Für die nächste Generation von Krypto-Gründern geht die Botschaft über Compliance-Checklisten oder Produkt-Roadmaps hinaus. Es geht um die Art von institutionellem Wissen – rechtlich, politisch, kommerziell –, das selten in Pitch-Decks auftaucht, aber darüber entscheidet, ob ein Unternehmen lange genug überlebt, um relevant zu werden.

FAQ

Welche Rechtsbereiche hat CZ seiner Meinung nach anfangs unterschätzt?

CZ sagte, er habe in den frühen Tagen von Binance sein Wissen über Recht, Compliance und Politik unterschätzt, einschließlich der Frage, wie Gesetze über Jurisdiktionen hinweg gelten und welche globale Reichweite und langen Rückwirkungszeiträume einige US-Gesetze haben.

Wie schlägt CZ vor, dass Unternehmer Produktentwicklung und rechtliche Überlegungen ausbalancieren?

Er rät dazu, Produkte früh zu starten und sie durch Marktfeedback zu verbessern, während man von Anfang an auf rechtliche und Compliance-Aspekte achtet, anstatt sie als nachrangige Anliegen zu behandeln.

Welches Bedauern äußerte CZ in Bezug auf Binance Futures?

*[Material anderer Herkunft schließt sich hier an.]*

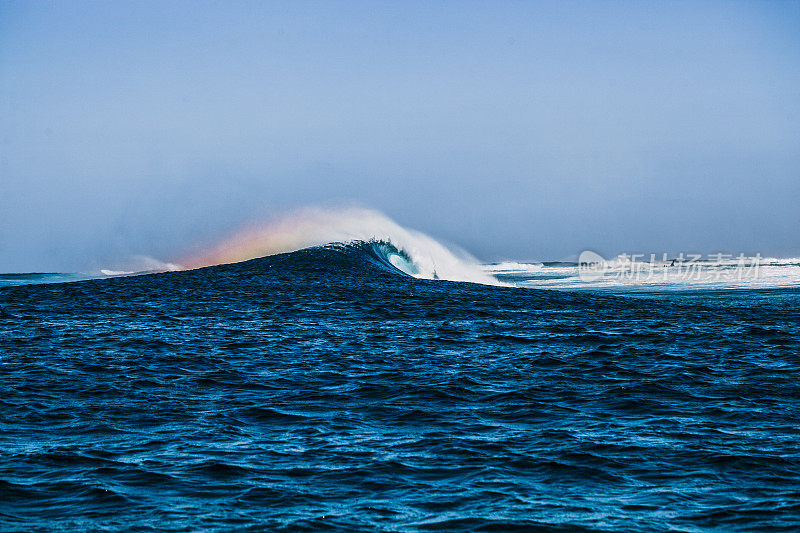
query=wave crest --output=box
[180,208,501,285]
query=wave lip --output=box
[184,208,502,285]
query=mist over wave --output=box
[179,208,501,285]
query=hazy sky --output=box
[0,1,800,271]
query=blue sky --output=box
[0,1,800,271]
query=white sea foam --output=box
[181,208,502,285]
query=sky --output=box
[0,0,800,272]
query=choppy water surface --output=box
[0,246,800,531]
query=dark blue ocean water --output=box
[0,245,800,531]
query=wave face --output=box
[0,240,800,532]
[179,208,500,285]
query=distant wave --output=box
[179,208,502,285]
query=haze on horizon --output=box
[0,1,800,272]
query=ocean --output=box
[0,240,800,532]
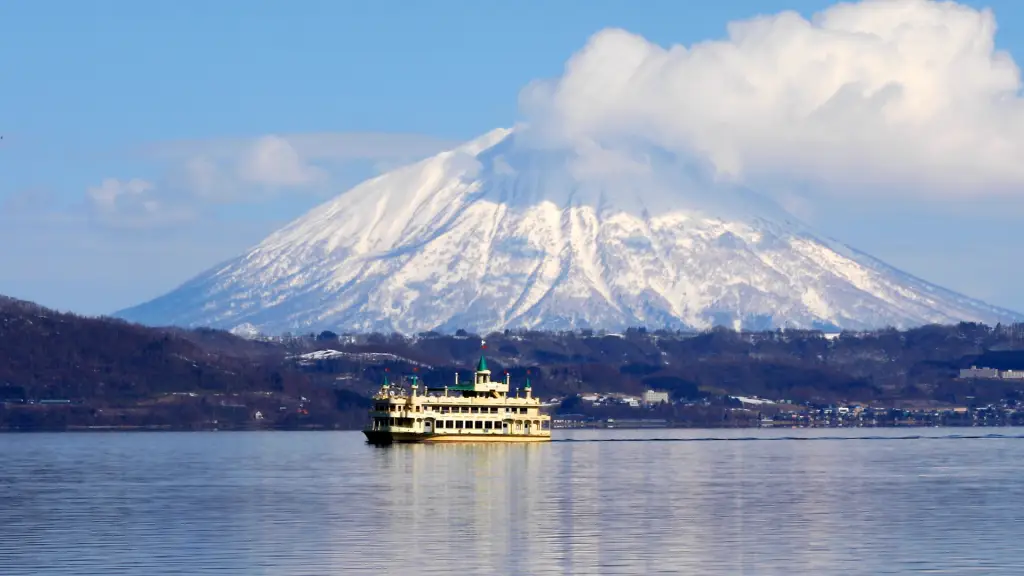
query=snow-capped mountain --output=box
[118,125,1024,333]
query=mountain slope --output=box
[118,125,1024,333]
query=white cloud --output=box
[81,133,458,228]
[520,0,1024,197]
[239,135,327,188]
[86,178,194,228]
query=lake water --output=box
[0,428,1024,576]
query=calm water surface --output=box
[0,428,1024,576]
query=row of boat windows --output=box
[374,418,550,430]
[374,404,527,414]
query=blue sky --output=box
[0,0,1024,314]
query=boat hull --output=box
[362,430,551,445]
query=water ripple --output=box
[0,428,1024,576]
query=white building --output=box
[643,390,669,404]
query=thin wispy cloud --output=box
[86,133,458,229]
[520,0,1024,198]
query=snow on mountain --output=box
[119,125,1024,333]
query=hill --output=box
[0,293,1024,429]
[118,129,1024,334]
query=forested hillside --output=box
[0,298,1024,429]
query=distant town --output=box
[547,390,1024,428]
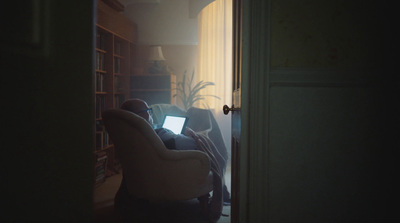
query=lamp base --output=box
[148,61,166,74]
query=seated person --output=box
[121,99,197,150]
[120,99,230,205]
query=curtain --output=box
[196,0,232,110]
[196,0,233,153]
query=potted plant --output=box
[173,70,221,110]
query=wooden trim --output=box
[269,67,383,87]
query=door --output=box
[223,0,243,223]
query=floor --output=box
[94,165,231,223]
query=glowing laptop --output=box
[162,115,188,134]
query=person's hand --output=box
[183,127,194,136]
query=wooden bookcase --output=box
[94,0,136,185]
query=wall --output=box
[124,0,197,92]
[0,1,94,222]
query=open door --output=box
[223,0,243,223]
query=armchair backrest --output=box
[102,109,168,196]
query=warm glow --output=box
[197,0,232,111]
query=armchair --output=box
[102,109,213,204]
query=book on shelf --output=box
[114,94,125,108]
[114,75,123,92]
[95,131,104,150]
[96,95,105,118]
[114,41,121,55]
[96,51,105,70]
[114,57,121,74]
[96,32,106,50]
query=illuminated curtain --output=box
[196,0,232,111]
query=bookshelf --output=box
[94,0,137,185]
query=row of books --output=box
[96,95,106,119]
[96,51,106,70]
[114,57,121,74]
[114,94,125,108]
[96,32,106,50]
[95,73,106,92]
[96,131,111,150]
[95,151,108,184]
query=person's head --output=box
[121,98,153,124]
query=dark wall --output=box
[0,1,94,222]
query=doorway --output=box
[92,0,231,221]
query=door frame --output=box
[236,0,271,222]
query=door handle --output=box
[222,105,239,115]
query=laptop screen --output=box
[162,115,188,134]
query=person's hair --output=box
[120,98,145,113]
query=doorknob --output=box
[222,105,239,115]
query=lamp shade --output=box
[149,46,165,61]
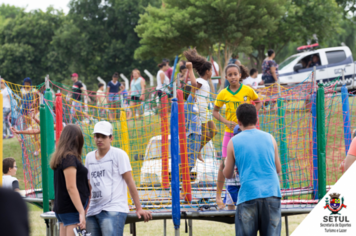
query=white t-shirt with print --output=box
[242,76,258,89]
[1,88,11,108]
[85,147,132,216]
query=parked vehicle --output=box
[140,135,219,186]
[259,46,356,89]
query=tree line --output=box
[0,0,356,90]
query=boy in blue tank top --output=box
[223,104,281,236]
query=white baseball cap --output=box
[93,121,112,136]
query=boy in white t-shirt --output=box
[2,157,20,191]
[242,68,260,90]
[85,121,152,236]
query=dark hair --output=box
[225,64,249,79]
[183,85,192,101]
[158,62,167,69]
[250,68,257,75]
[236,103,257,127]
[112,72,119,78]
[179,66,187,72]
[49,124,84,170]
[2,157,15,174]
[267,49,274,57]
[183,48,211,76]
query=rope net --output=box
[4,75,353,210]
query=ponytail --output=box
[183,48,211,76]
[158,62,167,69]
[112,72,119,79]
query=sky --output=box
[0,0,69,13]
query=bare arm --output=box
[63,166,86,229]
[81,87,91,102]
[271,66,278,82]
[253,98,262,111]
[85,179,91,215]
[345,154,356,172]
[223,140,235,179]
[122,171,152,222]
[271,135,282,174]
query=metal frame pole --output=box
[0,89,4,187]
[316,84,326,200]
[188,219,193,236]
[284,216,289,236]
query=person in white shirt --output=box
[2,157,20,191]
[183,49,217,160]
[156,62,172,98]
[242,68,261,90]
[0,79,14,139]
[85,121,152,236]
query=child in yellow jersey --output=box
[213,64,262,208]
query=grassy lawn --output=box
[3,93,354,236]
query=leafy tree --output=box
[0,8,65,84]
[135,0,286,86]
[250,0,342,69]
[53,0,159,88]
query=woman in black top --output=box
[50,125,90,236]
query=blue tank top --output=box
[231,129,281,204]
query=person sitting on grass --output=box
[223,104,281,236]
[2,157,20,191]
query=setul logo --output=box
[324,193,346,215]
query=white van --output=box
[270,46,356,89]
[140,135,220,187]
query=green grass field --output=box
[3,128,306,236]
[3,95,351,236]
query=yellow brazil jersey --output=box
[215,84,258,133]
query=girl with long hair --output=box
[130,69,146,118]
[50,125,90,236]
[183,49,217,161]
[213,64,262,208]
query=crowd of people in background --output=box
[1,49,281,235]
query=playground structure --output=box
[0,67,355,234]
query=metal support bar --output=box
[188,219,193,236]
[284,216,289,236]
[163,219,167,236]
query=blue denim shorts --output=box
[224,185,240,205]
[55,199,89,226]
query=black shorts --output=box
[131,96,140,101]
[157,90,173,98]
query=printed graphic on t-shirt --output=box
[89,160,114,211]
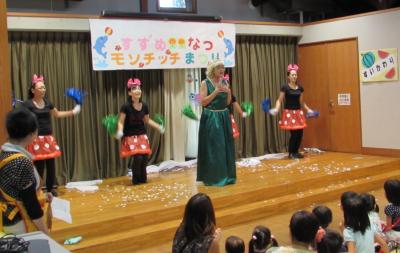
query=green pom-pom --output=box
[101,115,118,135]
[182,104,199,120]
[242,102,254,116]
[154,113,165,127]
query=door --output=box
[299,39,361,153]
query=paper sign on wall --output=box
[90,19,235,70]
[338,93,351,105]
[359,48,399,82]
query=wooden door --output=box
[299,39,361,153]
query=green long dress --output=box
[197,79,236,186]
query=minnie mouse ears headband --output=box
[32,74,44,84]
[288,63,299,72]
[126,78,142,89]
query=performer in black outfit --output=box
[270,64,313,159]
[116,78,165,184]
[24,74,81,196]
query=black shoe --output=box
[51,189,58,197]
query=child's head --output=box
[360,193,376,212]
[289,211,319,244]
[183,193,216,240]
[383,179,400,206]
[249,226,271,253]
[312,205,332,228]
[6,108,38,143]
[126,78,142,100]
[340,191,358,206]
[225,236,245,253]
[342,195,370,234]
[317,230,343,253]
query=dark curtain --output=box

CZ bedauerte, Binance Futures nicht früher gestartet zu haben, und sah die Verzögerung als verpasste kommerzielle Chance, angesichts des späteren Erfolgs des Produkts als wichtiger Bestandteil des Binance-Geschäfts.

Warum sind US-Gesetze laut CZ besonders bedeutsam?

Weil einige US-Gesetze globale Reichweite und lange Rückwirkungszeiträume haben, können sie Krypto-Unternehmen betreffen, die außerhalb der Vereinigten Staaten tätig sind – eine Komplexität, die CZ nach eigenen Angaben beim Aufbau von Binance in den frühen Jahren nicht vollständig erkannt hat.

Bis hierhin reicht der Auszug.